The Operating System Pass
For high-stakes leaks, the workflow used by experienced journalists looks roughly like this:
- Open the file on an offline workstation, ideally Tails or an equivalent amnesic OS.
- If the file is a scan, re-scan or re-render through a tool that does not preserve the original bytes (export through a flat raster image, then re-OCR if needed).
- Strip all metadata with exiftool.
- Compare a hex dump of the cleaned file to the original — look for any embedded strings that include usernames, paths, or device identifiers.
- Publish from a different network than the one used to source the file.

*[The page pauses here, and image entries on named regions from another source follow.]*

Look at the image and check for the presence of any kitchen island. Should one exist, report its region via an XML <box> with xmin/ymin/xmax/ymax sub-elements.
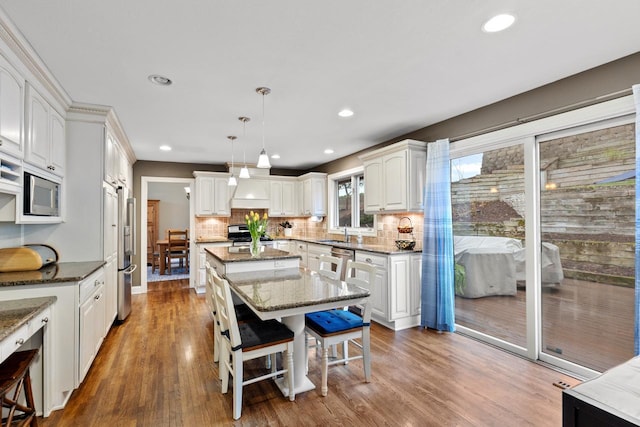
<box><xmin>205</xmin><ymin>246</ymin><xmax>301</xmax><ymax>276</ymax></box>
<box><xmin>225</xmin><ymin>268</ymin><xmax>370</xmax><ymax>396</ymax></box>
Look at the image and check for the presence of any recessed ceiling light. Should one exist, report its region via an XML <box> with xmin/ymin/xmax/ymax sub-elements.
<box><xmin>482</xmin><ymin>13</ymin><xmax>516</xmax><ymax>33</ymax></box>
<box><xmin>147</xmin><ymin>74</ymin><xmax>173</xmax><ymax>86</ymax></box>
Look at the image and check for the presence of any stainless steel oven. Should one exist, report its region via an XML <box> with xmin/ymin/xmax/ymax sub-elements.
<box><xmin>227</xmin><ymin>224</ymin><xmax>274</xmax><ymax>247</ymax></box>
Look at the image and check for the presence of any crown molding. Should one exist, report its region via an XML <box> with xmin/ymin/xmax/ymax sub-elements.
<box><xmin>67</xmin><ymin>102</ymin><xmax>137</xmax><ymax>164</ymax></box>
<box><xmin>0</xmin><ymin>8</ymin><xmax>71</xmax><ymax>112</ymax></box>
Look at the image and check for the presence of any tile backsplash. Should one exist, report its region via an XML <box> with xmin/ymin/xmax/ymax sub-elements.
<box><xmin>196</xmin><ymin>209</ymin><xmax>423</xmax><ymax>246</ymax></box>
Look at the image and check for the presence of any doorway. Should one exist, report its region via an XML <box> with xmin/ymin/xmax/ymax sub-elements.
<box><xmin>138</xmin><ymin>176</ymin><xmax>196</xmax><ymax>293</ymax></box>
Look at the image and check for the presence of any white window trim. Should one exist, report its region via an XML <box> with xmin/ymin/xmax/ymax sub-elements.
<box><xmin>327</xmin><ymin>166</ymin><xmax>378</xmax><ymax>237</ymax></box>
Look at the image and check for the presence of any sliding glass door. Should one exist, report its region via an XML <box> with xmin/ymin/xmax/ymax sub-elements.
<box><xmin>451</xmin><ymin>145</ymin><xmax>527</xmax><ymax>348</ymax></box>
<box><xmin>451</xmin><ymin>115</ymin><xmax>636</xmax><ymax>377</ymax></box>
<box><xmin>538</xmin><ymin>123</ymin><xmax>636</xmax><ymax>371</ymax></box>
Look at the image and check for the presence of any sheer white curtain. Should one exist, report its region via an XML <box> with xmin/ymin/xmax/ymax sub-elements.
<box><xmin>633</xmin><ymin>84</ymin><xmax>640</xmax><ymax>355</ymax></box>
<box><xmin>420</xmin><ymin>139</ymin><xmax>455</xmax><ymax>332</ymax></box>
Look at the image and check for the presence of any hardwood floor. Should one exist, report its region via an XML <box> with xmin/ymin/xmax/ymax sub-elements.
<box><xmin>39</xmin><ymin>280</ymin><xmax>578</xmax><ymax>427</ymax></box>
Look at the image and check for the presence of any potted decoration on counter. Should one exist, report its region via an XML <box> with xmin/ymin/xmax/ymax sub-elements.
<box><xmin>244</xmin><ymin>211</ymin><xmax>269</xmax><ymax>258</ymax></box>
<box><xmin>280</xmin><ymin>221</ymin><xmax>293</xmax><ymax>237</ymax></box>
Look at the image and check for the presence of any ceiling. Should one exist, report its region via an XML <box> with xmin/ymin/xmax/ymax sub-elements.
<box><xmin>0</xmin><ymin>0</ymin><xmax>640</xmax><ymax>169</ymax></box>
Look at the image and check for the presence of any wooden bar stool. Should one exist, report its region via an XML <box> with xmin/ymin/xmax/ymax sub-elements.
<box><xmin>0</xmin><ymin>349</ymin><xmax>38</xmax><ymax>427</ymax></box>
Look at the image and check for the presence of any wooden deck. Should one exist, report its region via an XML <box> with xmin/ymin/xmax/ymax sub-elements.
<box><xmin>456</xmin><ymin>279</ymin><xmax>635</xmax><ymax>371</ymax></box>
<box><xmin>39</xmin><ymin>281</ymin><xmax>578</xmax><ymax>427</ymax></box>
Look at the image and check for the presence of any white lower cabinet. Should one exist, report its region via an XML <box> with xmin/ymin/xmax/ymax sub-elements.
<box><xmin>273</xmin><ymin>240</ymin><xmax>296</xmax><ymax>252</ymax></box>
<box><xmin>78</xmin><ymin>269</ymin><xmax>106</xmax><ymax>383</ymax></box>
<box><xmin>307</xmin><ymin>243</ymin><xmax>332</xmax><ymax>271</ymax></box>
<box><xmin>289</xmin><ymin>241</ymin><xmax>309</xmax><ymax>268</ymax></box>
<box><xmin>198</xmin><ymin>242</ymin><xmax>231</xmax><ymax>294</ymax></box>
<box><xmin>356</xmin><ymin>251</ymin><xmax>421</xmax><ymax>330</ymax></box>
<box><xmin>0</xmin><ymin>267</ymin><xmax>105</xmax><ymax>415</ymax></box>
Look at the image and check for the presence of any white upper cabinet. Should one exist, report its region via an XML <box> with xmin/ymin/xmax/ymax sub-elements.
<box><xmin>269</xmin><ymin>180</ymin><xmax>298</xmax><ymax>217</ymax></box>
<box><xmin>0</xmin><ymin>56</ymin><xmax>25</xmax><ymax>158</ymax></box>
<box><xmin>360</xmin><ymin>140</ymin><xmax>427</xmax><ymax>213</ymax></box>
<box><xmin>24</xmin><ymin>85</ymin><xmax>66</xmax><ymax>176</ymax></box>
<box><xmin>104</xmin><ymin>129</ymin><xmax>119</xmax><ymax>185</ymax></box>
<box><xmin>298</xmin><ymin>172</ymin><xmax>327</xmax><ymax>216</ymax></box>
<box><xmin>193</xmin><ymin>171</ymin><xmax>231</xmax><ymax>216</ymax></box>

This is overkill for most uses. It is the appropriate baseline if a source's safety depends on the publication being deanonymized.
Metadata in Messaging
Sending a file through a messaging app adds another layer of metadata management — some apps strip EXIF before forwarding, some don't. Signal and WhatsApp strip image metadata by default. iMessage strips most EXIF on send. Telegram does not strip EXIF unless you send the photo as a regular message (it does strip on "compressed" sends but not "uncompressed"). Most email clients pass attachments through untouched.
The conservative rule: assume any file you attach to anything is delivered with its metadata intact unless you explicitly stripped it.
The Underlying Principle
Metadata is the difference between what you meant to share and what you actually shared. The gap is closed by tools, not by intent. Every file format you'll ever use was designed to record context, because context is useful — until it isn't. The cost of a stray field is paid by the person on the other end of the leak, and the cost of forgetting is asymmetric: nothing happens 999 times out of 1,000, and on the thousandth time someone goes to prison.
For most files, none of this matters. For the ones that do, treat metadata as a class of redaction failure — a thing that's easy to miss, easy to fix, and catastrophic when it slips past you.